FRIENDS quote prediction using FRIENDS embeddings (an Udacity Data Science Nanodegree project).
Appart from the common Numpy and Pandas libraries, the project relies on Python 3.* and:
- Keras
- Scikit-learn
- FastText Common Crawl embeddings.
Data comes from here and contains more than 90K FRIENDS lines from all 10 seasons.
Starting from this data, conveniently curated and merged into a single csv file here, the project uses part of the lines available in the data to create an LSTM-based language model for each FRIENDS character starting from pre-traing FastText word embeddings. With these models in hand, a classification model is then created that is able to accurately predict the friend who said a given line.
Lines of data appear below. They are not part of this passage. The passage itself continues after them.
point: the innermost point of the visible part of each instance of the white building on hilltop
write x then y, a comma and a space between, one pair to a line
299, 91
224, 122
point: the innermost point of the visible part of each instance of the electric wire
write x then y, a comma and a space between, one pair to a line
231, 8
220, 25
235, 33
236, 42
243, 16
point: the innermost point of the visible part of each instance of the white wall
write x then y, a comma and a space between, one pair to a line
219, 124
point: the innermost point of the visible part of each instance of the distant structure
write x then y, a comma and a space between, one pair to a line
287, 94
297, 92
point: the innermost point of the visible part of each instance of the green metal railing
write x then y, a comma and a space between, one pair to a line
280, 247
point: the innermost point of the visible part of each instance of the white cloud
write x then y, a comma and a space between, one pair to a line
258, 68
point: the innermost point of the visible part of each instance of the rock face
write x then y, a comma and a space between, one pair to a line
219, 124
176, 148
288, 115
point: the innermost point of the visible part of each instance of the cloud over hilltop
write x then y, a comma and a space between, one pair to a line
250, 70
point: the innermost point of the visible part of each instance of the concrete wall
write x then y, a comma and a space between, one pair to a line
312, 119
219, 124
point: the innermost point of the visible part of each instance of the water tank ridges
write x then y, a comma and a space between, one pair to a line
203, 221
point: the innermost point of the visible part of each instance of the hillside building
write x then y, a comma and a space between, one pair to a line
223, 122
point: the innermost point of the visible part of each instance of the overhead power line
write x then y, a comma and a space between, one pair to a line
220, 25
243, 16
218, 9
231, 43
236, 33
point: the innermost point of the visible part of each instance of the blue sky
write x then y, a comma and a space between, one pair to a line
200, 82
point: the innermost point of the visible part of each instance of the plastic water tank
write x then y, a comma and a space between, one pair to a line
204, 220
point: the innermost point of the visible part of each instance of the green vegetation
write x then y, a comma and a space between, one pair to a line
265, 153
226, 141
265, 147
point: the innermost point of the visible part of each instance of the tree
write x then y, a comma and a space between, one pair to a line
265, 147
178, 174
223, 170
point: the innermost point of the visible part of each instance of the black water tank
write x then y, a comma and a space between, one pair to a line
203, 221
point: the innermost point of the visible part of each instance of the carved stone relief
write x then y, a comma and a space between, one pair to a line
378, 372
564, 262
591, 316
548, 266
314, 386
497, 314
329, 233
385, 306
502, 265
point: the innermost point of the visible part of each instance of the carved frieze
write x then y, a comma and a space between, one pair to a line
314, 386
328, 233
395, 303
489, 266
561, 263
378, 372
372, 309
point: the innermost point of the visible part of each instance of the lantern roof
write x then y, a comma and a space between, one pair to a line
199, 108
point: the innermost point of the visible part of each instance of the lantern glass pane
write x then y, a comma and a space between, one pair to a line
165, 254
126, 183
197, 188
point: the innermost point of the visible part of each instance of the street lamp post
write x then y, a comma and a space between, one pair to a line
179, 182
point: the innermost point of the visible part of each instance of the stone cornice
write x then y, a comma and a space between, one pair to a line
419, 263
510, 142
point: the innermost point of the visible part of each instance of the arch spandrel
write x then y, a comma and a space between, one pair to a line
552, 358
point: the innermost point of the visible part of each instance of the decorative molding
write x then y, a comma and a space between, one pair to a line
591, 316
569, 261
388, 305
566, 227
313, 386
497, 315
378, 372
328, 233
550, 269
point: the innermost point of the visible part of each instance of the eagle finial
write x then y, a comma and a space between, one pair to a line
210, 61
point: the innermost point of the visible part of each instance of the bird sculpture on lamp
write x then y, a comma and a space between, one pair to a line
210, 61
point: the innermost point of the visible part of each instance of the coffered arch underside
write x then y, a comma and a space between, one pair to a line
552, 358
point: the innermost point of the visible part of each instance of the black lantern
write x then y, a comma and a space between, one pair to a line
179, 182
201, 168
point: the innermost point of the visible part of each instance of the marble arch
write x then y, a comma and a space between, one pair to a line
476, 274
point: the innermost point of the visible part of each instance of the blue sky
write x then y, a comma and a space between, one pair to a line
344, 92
A more detailed description of the project can be found here.
- Pre-trained language models for each FRIENDS character trained with quotes from Seasons 1-8.
- Jupyter Notebook with code for downloading the data, creating the above mentioned models and training and testing a quote classification model on data from Seasons 9 and 10.
Pre-trained FRIENDS embeddings for each character are provided, but there is code available to train your own, maybe using a different architecture. Running the entire notebook will download FastText vectors, create the language models and train the quote calssifier.
Feel free to use the code here as you would like! Thank you shilpibhattacharyya for making the curated data available.